信政は生前に幕府幹部宛に遺書を出しており、そこには右衛門佐(幸道)に家督を譲ることが書かれていました。遺言書は信之に相談無く書かれたもので、信之は不愉快だったようですが、右衛門佐に家督を継がせるように動きました。

真田氏内部は右衛門佐派と信利派に分かれ、互いに幕府幹部への激しい工作合戦が繰り広げられました。

信利派の主なメンバーは、母松仙院の甥である老中・酒井忠清(厩橋15万石)、信利の妻の実家である山内忠豊(高知20万石)、親類の高力高長、信政の長男で分家として勘解由家を立ち上げていた真田信就などでした。
右衛門佐(幸道)派の主なメンバーは、祖父信之と信政が松代藩主になった時に松代へ移った家臣団でした。

右衛門佐(幸道)派の家臣達は、信利が家督を継いだ場合は切腹するという連判状まで用意しました。

右衛門佐(幸道)信利の間で起こった家督相続は、1658(万治元)年6月14日、幕府が松代3代藩主を信政の六男である右衛門佐(幸道)にする命令を出したことにより決着がつきました。
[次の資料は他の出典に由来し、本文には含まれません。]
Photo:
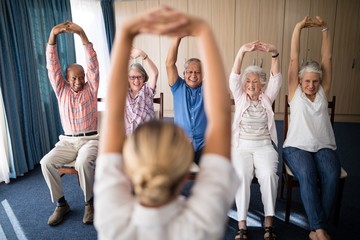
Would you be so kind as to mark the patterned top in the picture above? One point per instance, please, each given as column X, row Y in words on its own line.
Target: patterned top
column 78, row 111
column 242, row 102
column 254, row 122
column 139, row 109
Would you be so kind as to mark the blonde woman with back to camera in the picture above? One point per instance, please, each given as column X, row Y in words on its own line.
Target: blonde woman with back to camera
column 139, row 178
column 310, row 148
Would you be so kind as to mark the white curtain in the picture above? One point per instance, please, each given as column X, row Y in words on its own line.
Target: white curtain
column 88, row 15
column 6, row 156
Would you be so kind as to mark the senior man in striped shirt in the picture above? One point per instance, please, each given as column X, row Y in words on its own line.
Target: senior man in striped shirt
column 77, row 101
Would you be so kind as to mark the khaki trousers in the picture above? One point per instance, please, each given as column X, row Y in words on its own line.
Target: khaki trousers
column 82, row 149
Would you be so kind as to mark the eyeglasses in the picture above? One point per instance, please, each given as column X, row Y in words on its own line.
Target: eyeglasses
column 193, row 72
column 140, row 78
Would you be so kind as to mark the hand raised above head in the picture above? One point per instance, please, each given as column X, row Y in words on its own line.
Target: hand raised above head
column 60, row 28
column 321, row 22
column 73, row 28
column 163, row 20
column 266, row 47
column 308, row 22
column 249, row 47
column 135, row 53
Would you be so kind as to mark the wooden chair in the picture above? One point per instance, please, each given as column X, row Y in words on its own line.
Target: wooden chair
column 160, row 101
column 232, row 102
column 70, row 167
column 287, row 177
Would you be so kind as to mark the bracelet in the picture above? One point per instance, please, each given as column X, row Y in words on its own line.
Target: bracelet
column 275, row 56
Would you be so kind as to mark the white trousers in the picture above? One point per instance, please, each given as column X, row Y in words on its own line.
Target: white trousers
column 259, row 158
column 82, row 149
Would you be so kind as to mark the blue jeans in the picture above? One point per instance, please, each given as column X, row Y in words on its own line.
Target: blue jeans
column 318, row 174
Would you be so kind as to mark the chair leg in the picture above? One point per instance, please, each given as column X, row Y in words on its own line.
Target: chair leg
column 288, row 198
column 282, row 184
column 338, row 201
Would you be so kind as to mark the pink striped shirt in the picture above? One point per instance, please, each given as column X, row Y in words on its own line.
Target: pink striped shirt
column 139, row 109
column 78, row 111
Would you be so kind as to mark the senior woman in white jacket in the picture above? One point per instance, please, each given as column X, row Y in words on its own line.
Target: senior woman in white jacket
column 253, row 133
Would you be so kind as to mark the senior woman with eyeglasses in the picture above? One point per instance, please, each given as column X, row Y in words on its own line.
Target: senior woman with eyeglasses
column 253, row 133
column 139, row 101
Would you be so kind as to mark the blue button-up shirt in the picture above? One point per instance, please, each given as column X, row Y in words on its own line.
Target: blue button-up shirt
column 189, row 111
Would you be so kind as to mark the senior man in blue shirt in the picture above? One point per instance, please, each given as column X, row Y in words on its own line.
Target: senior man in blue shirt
column 187, row 93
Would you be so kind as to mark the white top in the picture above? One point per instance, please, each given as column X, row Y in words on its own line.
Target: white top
column 203, row 215
column 242, row 102
column 310, row 127
column 253, row 125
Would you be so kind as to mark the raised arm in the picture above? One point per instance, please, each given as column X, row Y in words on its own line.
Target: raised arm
column 248, row 47
column 275, row 63
column 293, row 72
column 163, row 21
column 216, row 98
column 67, row 27
column 171, row 69
column 153, row 70
column 326, row 56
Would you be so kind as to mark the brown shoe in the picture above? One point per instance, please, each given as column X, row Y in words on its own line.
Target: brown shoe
column 58, row 215
column 88, row 214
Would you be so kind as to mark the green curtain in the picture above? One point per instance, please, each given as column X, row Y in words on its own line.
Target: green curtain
column 30, row 104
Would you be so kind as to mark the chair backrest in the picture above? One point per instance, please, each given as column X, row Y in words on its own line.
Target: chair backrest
column 331, row 106
column 160, row 101
column 232, row 102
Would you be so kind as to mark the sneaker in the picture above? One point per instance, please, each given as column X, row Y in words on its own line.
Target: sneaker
column 88, row 214
column 58, row 215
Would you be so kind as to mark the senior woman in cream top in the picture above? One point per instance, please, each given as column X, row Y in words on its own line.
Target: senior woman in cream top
column 310, row 148
column 253, row 132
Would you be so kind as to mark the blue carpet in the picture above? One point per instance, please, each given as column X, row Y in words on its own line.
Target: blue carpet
column 26, row 205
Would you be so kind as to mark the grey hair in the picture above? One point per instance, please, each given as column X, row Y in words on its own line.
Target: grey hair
column 141, row 69
column 310, row 66
column 254, row 69
column 191, row 60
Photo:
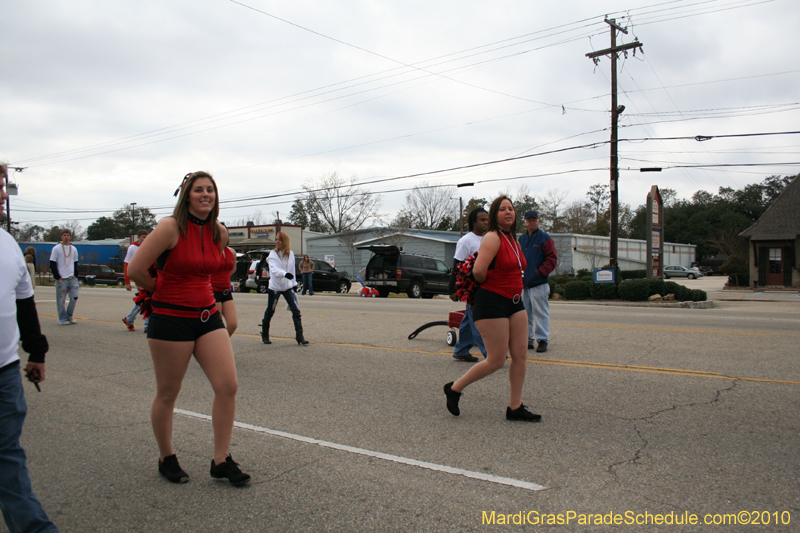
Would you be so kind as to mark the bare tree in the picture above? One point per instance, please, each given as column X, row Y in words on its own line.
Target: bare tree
column 552, row 207
column 257, row 218
column 599, row 199
column 340, row 203
column 428, row 206
column 578, row 217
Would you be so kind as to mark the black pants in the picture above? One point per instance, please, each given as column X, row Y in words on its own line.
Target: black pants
column 272, row 303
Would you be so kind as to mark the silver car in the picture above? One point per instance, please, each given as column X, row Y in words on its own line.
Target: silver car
column 677, row 271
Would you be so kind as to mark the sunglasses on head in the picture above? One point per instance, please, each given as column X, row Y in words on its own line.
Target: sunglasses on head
column 186, row 177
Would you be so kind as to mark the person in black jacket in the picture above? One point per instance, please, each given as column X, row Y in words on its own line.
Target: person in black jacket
column 21, row 508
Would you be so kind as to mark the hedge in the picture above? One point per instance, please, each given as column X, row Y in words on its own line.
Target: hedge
column 658, row 286
column 603, row 291
column 577, row 290
column 634, row 290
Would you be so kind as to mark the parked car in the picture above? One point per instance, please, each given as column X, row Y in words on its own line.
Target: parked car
column 101, row 273
column 676, row 271
column 324, row 277
column 390, row 270
column 254, row 280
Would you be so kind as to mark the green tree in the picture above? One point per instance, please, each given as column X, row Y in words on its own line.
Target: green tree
column 104, row 228
column 340, row 204
column 129, row 220
column 302, row 215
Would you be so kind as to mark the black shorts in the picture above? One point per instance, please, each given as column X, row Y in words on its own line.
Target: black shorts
column 223, row 296
column 489, row 304
column 181, row 329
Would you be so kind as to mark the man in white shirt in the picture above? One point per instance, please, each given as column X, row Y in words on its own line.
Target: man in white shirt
column 64, row 265
column 128, row 320
column 18, row 320
column 478, row 220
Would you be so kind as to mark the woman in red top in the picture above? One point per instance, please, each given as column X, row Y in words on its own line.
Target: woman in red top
column 187, row 250
column 221, row 285
column 498, row 312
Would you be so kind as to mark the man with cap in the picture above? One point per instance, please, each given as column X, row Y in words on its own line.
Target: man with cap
column 540, row 253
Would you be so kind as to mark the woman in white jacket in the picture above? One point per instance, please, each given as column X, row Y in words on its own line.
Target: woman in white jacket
column 282, row 282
晩年は金銭に関してはケチだったと言う逸話も残っています。

信之、逝去
1658(万治元)年10月17日、93才で信之は逝去しました。
真田氏の菩提寺である長国寺に信之の霊屋が建てられました。
隠居所があった場所には大鋒寺が建てられ、信之の墓と霊屋があります。

側近の鈴木右近忠重が、生前にその約束があったようで、信之の後を追って切腹しました。